Hydrogen-rich syngas production and carbon dioxide formation using aqueous urea solution in biogas steam reforming by thermodynamic analysis

Abstract

Biogas is a renewable biofuel that contains a lot of CH4 and CO2. Biogas can be used to produce heat and electric power while reducing CH4, one of greenhouse gas emissions. As a result, it has been getting increasing academic attention. There are some application ways of biogas; biogas can produce hydrogen to feed a fuel cell by reforming process. Urea is also a hydrogen carrier and could produce hydrogen by steam reforming.
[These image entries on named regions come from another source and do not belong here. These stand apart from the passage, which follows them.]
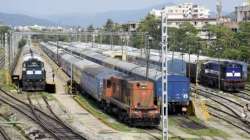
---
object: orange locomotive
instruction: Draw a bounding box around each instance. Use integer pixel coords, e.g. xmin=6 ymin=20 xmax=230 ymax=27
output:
xmin=100 ymin=75 xmax=160 ymax=126
xmin=41 ymin=43 xmax=160 ymax=126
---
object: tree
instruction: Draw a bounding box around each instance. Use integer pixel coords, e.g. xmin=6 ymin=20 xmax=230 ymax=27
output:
xmin=104 ymin=19 xmax=114 ymax=32
xmin=0 ymin=26 xmax=11 ymax=34
xmin=133 ymin=14 xmax=161 ymax=49
xmin=236 ymin=22 xmax=250 ymax=46
xmin=87 ymin=24 xmax=95 ymax=32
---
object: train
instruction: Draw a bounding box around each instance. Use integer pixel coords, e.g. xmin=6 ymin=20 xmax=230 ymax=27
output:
xmin=21 ymin=46 xmax=46 ymax=91
xmin=74 ymin=43 xmax=248 ymax=92
xmin=190 ymin=60 xmax=245 ymax=92
xmin=48 ymin=42 xmax=191 ymax=113
xmin=40 ymin=43 xmax=160 ymax=126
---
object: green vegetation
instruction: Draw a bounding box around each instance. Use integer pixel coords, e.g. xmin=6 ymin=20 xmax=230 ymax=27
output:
xmin=18 ymin=39 xmax=27 ymax=48
xmin=134 ymin=15 xmax=250 ymax=62
xmin=169 ymin=116 xmax=228 ymax=138
xmin=99 ymin=14 xmax=250 ymax=62
xmin=0 ymin=26 xmax=11 ymax=34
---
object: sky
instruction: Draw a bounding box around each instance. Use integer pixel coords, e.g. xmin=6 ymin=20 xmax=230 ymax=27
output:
xmin=0 ymin=0 xmax=244 ymax=16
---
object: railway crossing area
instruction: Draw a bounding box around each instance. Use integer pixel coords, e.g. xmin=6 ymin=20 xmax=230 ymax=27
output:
xmin=0 ymin=33 xmax=250 ymax=140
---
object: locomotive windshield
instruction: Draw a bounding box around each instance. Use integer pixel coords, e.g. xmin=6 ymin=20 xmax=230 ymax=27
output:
xmin=24 ymin=60 xmax=43 ymax=69
xmin=225 ymin=64 xmax=242 ymax=78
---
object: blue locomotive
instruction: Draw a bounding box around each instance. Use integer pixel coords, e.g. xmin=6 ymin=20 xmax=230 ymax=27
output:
xmin=21 ymin=47 xmax=46 ymax=91
xmin=199 ymin=60 xmax=245 ymax=91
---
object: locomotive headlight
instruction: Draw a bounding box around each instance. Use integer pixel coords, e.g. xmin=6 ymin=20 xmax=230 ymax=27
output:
xmin=183 ymin=94 xmax=188 ymax=99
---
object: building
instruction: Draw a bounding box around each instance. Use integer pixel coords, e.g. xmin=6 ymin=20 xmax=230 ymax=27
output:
xmin=168 ymin=18 xmax=216 ymax=30
xmin=122 ymin=21 xmax=140 ymax=32
xmin=235 ymin=3 xmax=250 ymax=22
xmin=150 ymin=3 xmax=210 ymax=19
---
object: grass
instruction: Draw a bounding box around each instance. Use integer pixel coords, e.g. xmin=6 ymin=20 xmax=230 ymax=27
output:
xmin=74 ymin=95 xmax=142 ymax=132
xmin=169 ymin=117 xmax=229 ymax=138
xmin=40 ymin=92 xmax=56 ymax=101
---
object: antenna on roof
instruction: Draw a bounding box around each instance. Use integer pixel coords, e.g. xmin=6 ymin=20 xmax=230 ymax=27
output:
xmin=216 ymin=0 xmax=222 ymax=25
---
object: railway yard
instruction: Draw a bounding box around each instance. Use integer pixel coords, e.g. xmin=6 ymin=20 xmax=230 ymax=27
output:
xmin=0 ymin=40 xmax=250 ymax=140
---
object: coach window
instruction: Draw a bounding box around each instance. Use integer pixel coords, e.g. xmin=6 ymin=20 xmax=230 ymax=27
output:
xmin=107 ymin=80 xmax=111 ymax=88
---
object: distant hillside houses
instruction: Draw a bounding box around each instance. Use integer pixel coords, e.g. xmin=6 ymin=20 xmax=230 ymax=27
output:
xmin=150 ymin=3 xmax=210 ymax=19
xmin=150 ymin=3 xmax=216 ymax=29
xmin=235 ymin=3 xmax=250 ymax=22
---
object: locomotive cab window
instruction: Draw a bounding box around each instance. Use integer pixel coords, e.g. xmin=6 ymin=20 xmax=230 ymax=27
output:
xmin=107 ymin=80 xmax=111 ymax=88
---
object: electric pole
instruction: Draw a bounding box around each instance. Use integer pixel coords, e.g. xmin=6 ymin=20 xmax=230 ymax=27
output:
xmin=161 ymin=9 xmax=168 ymax=140
xmin=216 ymin=0 xmax=222 ymax=25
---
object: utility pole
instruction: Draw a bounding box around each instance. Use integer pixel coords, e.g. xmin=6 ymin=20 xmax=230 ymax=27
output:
xmin=161 ymin=9 xmax=168 ymax=140
xmin=216 ymin=0 xmax=222 ymax=25
xmin=195 ymin=50 xmax=201 ymax=99
xmin=145 ymin=34 xmax=152 ymax=80
xmin=4 ymin=33 xmax=9 ymax=71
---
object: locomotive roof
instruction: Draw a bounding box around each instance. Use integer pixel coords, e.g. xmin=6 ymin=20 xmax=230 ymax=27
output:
xmin=23 ymin=46 xmax=43 ymax=61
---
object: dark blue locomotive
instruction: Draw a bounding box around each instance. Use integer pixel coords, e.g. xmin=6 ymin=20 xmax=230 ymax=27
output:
xmin=21 ymin=48 xmax=46 ymax=91
xmin=199 ymin=61 xmax=245 ymax=91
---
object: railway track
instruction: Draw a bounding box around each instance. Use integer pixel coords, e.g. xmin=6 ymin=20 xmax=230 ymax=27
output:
xmin=0 ymin=89 xmax=85 ymax=140
xmin=195 ymin=89 xmax=250 ymax=134
xmin=207 ymin=104 xmax=250 ymax=134
xmin=0 ymin=127 xmax=11 ymax=140
xmin=245 ymin=85 xmax=250 ymax=91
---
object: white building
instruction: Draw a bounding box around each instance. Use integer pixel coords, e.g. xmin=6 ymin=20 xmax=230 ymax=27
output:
xmin=235 ymin=2 xmax=250 ymax=22
xmin=150 ymin=3 xmax=210 ymax=19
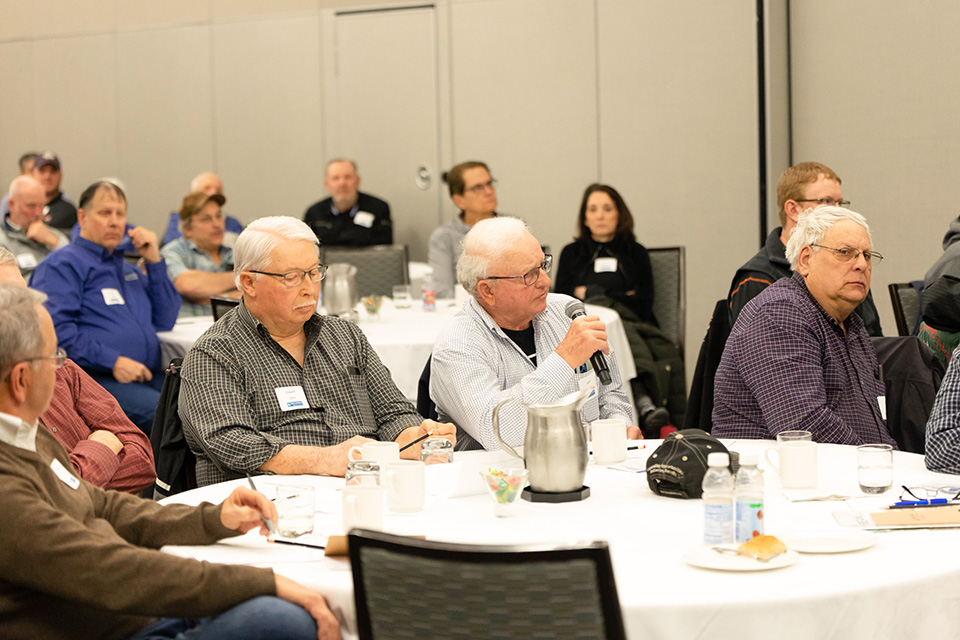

This study then employes steam reforming of biogas and compares hydrogen-rich syngas production and carbon dioxide with various methane concentrations using steam and aqueous urea solution (AUS) by Thermodynamic analysis. The results show that the utilization of AUS as a replacement for steam enriches the production of H2 and CO and has a slight CO2 rise compared with pure biogas steam reforming at a temperature higher than 800 °C. However, CO2 formation is less than the initial CO2 in biogas. At the reaction temperature of 700 °C, carbon formation does not occur in the reforming process for steam/biogas ratios higher than 2. These conditions led to the highest H2, CO production, and reforming efficiency (about 125%). The results can be used as operation data for systems that combine biogas reforming and applied to solid oxide fuel cell (SOFC), which usually operates between 700 °C to 900 °C to generate electric power in the future.